Back in my day all we needed was 1,080 pees and a ship to sail them by. Today’s gamesters and game watchers have eyes that are, at the very least, four times better than mine. A single K, with its 2,073,600 pixels, is simply not enough. Their sight organs need at least four Ks, more than eight million pixels, in order to enjoy gaming correctly. That’s why Avermedia, the video capture company that’s not Elgato, made the Live Gamer Bolt, a $450 external capture box with the ability to capture 4K HDR video at 60 frames-per-second.
Don’t believe me? Watch this video containing footage from Sonic Mania, Mortal Kombat 11, Minecraft Dungeons, and the Wipeout Omega Collection, captured in 4K at 60 frames-per-second using the aforementioned Live Gamer Bolt.
Pretty impressive, unless you don’t have a 4K screen, in which case it’s still impressive but with less Ks. For those of you with fewer than four Ks, know that the Live Gamer Bolt can also capture regular 1920 by 1080 video at a blazing-fast 240 frames-per-second. Want to see a video of that? Too bad, I don’t have anything running at 240 FPS available to capture.

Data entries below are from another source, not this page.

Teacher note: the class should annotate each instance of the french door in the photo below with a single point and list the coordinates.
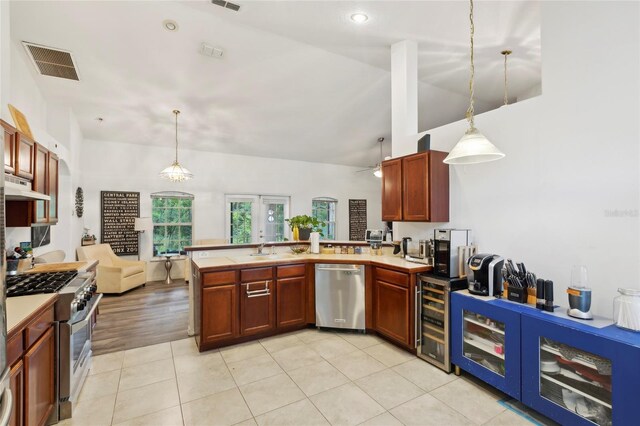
(256, 218)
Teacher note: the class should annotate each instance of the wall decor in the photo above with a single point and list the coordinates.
(118, 212)
(20, 121)
(357, 219)
(79, 202)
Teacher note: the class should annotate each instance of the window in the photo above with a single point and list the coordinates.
(253, 218)
(172, 214)
(324, 209)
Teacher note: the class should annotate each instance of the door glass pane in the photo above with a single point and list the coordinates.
(274, 225)
(240, 222)
(576, 380)
(484, 341)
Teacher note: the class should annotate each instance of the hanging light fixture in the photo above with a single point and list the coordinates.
(473, 147)
(505, 53)
(377, 171)
(175, 172)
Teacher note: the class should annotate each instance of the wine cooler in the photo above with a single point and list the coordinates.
(432, 319)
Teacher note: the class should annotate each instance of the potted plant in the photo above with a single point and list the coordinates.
(303, 226)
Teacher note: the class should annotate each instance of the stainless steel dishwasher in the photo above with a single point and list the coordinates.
(340, 296)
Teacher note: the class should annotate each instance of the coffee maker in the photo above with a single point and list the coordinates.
(445, 253)
(484, 274)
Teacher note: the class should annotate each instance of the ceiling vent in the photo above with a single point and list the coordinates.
(52, 62)
(226, 5)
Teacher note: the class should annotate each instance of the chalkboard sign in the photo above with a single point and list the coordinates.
(357, 219)
(119, 210)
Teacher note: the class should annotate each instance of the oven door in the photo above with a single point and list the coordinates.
(75, 358)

Like other Avermedia devices I’ve reviewed in the past, the Live Gamer Bolt is ridiculously easy to set up. Plug your game console or HDMI switch box into the video in, run a cable from the video out to your television or monitor, and the Thunderbolt 3 cable plugs into your computer’s Thunderbolt 3 port. The Thunderbolt port is a requirement; it’s the only external port fast enough to handle that big and fast video data. Along with the Thunderbolt port, your PC needs to have at least a Nvidia Geforce RTX 1060 or AMD RX 5700 to capture 4K60 or 1080p240 video. Once connected, you’re ready to capture video while the box sends 4K60 (HDR where applicable) video to your display device of choice.
If the hardware fits, capturing is as easy as pressing a button. The big one in the RECentral 4 screenshot below marked “REC”. That’s the one. The button with the camera below it takes screenshots. You might need to tweak the default recording profile to suit your needs, but otherwise it’s point and shoot.

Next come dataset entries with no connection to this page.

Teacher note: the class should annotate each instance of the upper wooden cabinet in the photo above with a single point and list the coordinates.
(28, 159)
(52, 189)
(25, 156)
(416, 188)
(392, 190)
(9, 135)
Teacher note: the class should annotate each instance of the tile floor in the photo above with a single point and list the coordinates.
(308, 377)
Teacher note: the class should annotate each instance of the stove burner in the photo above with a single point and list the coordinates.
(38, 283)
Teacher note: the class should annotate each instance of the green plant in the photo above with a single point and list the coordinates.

Live Gamer Bolt users can also stream directly from the application, or use it as a device in OBS or other streaming programs. I’ve been using mine as a video source during weekly Kotaku team meetings, broadcasting my Animal Crossing villager instead of my live face.
After using the device for a couple of months, there is no question in my mind that the Live Gamer Bolt does 4K60 recording perfectly well. It’s simple to use and easy to set up. If the Live Gamer Mini I reviewed last year is the perfect starter video capture box, this is the perfect finisher. Plus it has color-cycling LEDs. Everybody loves color-cycling LEDs.

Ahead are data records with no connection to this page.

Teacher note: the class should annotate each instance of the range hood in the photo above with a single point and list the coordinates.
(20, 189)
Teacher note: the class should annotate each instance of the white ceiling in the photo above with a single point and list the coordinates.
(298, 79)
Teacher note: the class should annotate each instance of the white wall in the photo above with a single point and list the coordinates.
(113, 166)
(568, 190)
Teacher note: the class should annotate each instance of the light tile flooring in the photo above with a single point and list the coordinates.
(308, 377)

The only real question is if you need 4K60 or 1080p240 capture. Here at Kotaku we still aim for 1080p60 for our gameplay videos. It’s a good size, it gets the idea across, and it’s a bit faster to work with. I don’t need 4K recording for my Switch, but between my Xbox One, PlayStation Pro, and the upcoming Xbox Series X and PlayStation 5, it might be time to start looking towards an upgrade. Plus it makes grabbing 4K screenshots so easy, and they look great in hardware reviews.
Sooner or later, we’re all going to be watching 4K video, even if we can’t all tell the difference from a couple feet away. When that time comes, the Live Gamer Bolt will be ready. It’s ready now, of course. I was just trying to end on a dramatic note. Well, damn.